Today, I'm going to pick up several new mice. 
One of them was supposed to be a colourpoint smoke (d/d c^e/c^h), but she was pts yesterday by breeder as they found her with her uterus hanging out of her.  
So let's see what I come home with this time. Will post pics tomorrow or soon after.


----------



## sanctuary

Aww poor thing.

Yay new mice, good luck choosing


----------



## Fantasia Mousery

So, yesterday I got the rest of my new girls home. A friend of mine, who also breeds mice, had to sell out some of hers due to personal reasons. I took over 3 of them.
And then I finally finished some cages I have been working on for a while, for the bucks and the pairs. It's not much, and there will be more when I can afford it. Pictures of it all will come up on the forum on Sunday or something.

My current pairs:
Blue x Blue Tan & Blue Pied
CPB x CPB (they are siblings, and this is a test for the blasted p-gene - I know he carries it, I want to know if she also does)
SSP x CPB (the CPB is my MIL's, but I bred her)

And then I have a CPB with 3 week old babies (litter J) and a SSP with 2,5 week old babies (litter K). And a whole bunch of litters planned for the future.


----------



## Fantasia Mousery

I haven't had a lot of time to spend on my mice this week, but they are all still good. I know I promised pictures and all, but I haven't really got around to it. There will be lots of pictures once I do, though.

Plask (Blue Pied) finally seems to be pregnant. She was in with the buck for a month! But now she's on +15g, and looking well round, so that's nice. 
Bubble (CPB) is also already showing, and she's been with the buck for two weeks. That one's always quick. I'll seperate those on Sunday.

My current pairs:
Blue x Blue Tan
SSP x SSP Pied, SSP, CPB and CPB Fox

Then I have the two girls expecting, and a litter of 4 that will be 4 weeks on Sunday (litter K). I'm keeping a CPB doe. If anyone has an idea for names, they're most welcome. Has to begin with K.

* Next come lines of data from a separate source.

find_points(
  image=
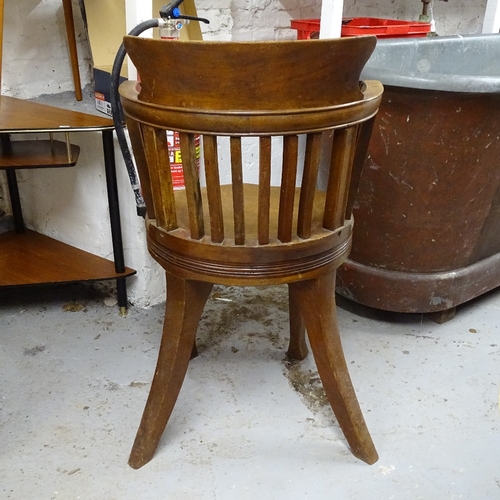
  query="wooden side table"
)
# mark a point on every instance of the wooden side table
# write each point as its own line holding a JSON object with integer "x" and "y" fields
{"x": 27, "y": 257}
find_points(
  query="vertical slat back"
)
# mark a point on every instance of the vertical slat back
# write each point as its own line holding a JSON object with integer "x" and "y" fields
{"x": 343, "y": 147}
{"x": 309, "y": 184}
{"x": 213, "y": 188}
{"x": 264, "y": 189}
{"x": 162, "y": 192}
{"x": 192, "y": 183}
{"x": 238, "y": 196}
{"x": 364, "y": 134}
{"x": 288, "y": 181}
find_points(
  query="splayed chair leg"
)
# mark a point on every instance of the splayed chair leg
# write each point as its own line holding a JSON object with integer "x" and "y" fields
{"x": 185, "y": 302}
{"x": 317, "y": 304}
{"x": 297, "y": 348}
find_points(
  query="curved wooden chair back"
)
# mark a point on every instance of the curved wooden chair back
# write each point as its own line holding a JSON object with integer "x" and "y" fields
{"x": 303, "y": 103}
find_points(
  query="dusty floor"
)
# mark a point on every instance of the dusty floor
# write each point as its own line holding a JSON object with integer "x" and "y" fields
{"x": 75, "y": 376}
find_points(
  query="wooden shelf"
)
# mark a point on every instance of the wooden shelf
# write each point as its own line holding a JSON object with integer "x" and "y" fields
{"x": 31, "y": 258}
{"x": 38, "y": 154}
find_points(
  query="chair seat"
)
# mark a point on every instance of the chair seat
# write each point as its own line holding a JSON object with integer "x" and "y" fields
{"x": 227, "y": 263}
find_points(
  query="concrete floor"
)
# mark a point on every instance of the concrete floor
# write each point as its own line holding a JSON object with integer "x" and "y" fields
{"x": 75, "y": 376}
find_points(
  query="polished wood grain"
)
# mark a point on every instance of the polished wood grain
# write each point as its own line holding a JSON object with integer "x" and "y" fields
{"x": 240, "y": 233}
{"x": 31, "y": 258}
{"x": 38, "y": 154}
{"x": 19, "y": 115}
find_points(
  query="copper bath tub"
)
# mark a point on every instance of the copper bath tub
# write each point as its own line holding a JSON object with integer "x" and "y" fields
{"x": 427, "y": 216}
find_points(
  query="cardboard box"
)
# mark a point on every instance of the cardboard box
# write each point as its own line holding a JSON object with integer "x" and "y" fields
{"x": 106, "y": 26}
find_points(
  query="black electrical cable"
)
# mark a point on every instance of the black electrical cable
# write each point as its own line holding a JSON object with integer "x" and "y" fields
{"x": 117, "y": 114}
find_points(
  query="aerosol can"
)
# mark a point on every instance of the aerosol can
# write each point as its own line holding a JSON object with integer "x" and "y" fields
{"x": 170, "y": 23}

On a non-mousey note, we lost our cat Leia a week ago. She somehow got out, and we can't find her. We've put posters up and looked for her everywhere outside, but no sign.  A few days ago, when out looking for her, we found a kitten, about 12 weeks old. She (I think) was skinny and shakey, so we took her in. We haven't been able to find the owner, so so far the plan is to keep her. We will take her to the vet next pay day.


----------



## ThatCertainGlow

Hah. I clicked expecting pics of new girls. :lol:

Have you called whatever the animal control people are in your area, in case someone turned her in? I'm so sorry she got out, if she's not able to deal with the surroundings (like if you are not out in the country). Hope everything turns out well.


----------



## Fantasia Mousery

ThatCertainGlow said:


> Have you called whatever the animal control people are in your area, in case someone turned her in? I'm so sorry she got out, if she's not able to deal with the surroundings (like if you are not out in the country). Hope everything turns out well.


Thanks!
Yes, we have. She's also registered (ear tattoo), and reported missing several places. *sigh* We miss her a lot, even more with the wee kitten around.


----------



## Fantasia Mousery

I've been thinking about something. I could make chocolate piebald. Wouldn't that be great? There's just a slight problem. I only have 1 Choco girl, and they aren't exactly easy to come by here. But it's not entirely possible. I will disappear into my own little bubble and give it some more thought.


----------



## NikiP

Do it! I recently had chocolate pop up. Such a yummy color! And they are longhair, pied would be icing on the cake.


----------



## Fantasia Mousery

I would really love to, but I already do c-dilutes and d-dilutes in self and pied. So I don't know. Maybe I should wait until we move somewhere bigger, but I would definitely love to do it in the future.


----------



## Fantasia Mousery

Fantasia Mousery said:


> On a non-mousey note, we lost our cat Leia a week ago. She somehow got out, and we can't find her. We've put posters up and looked for her everywhere outside, but no sign.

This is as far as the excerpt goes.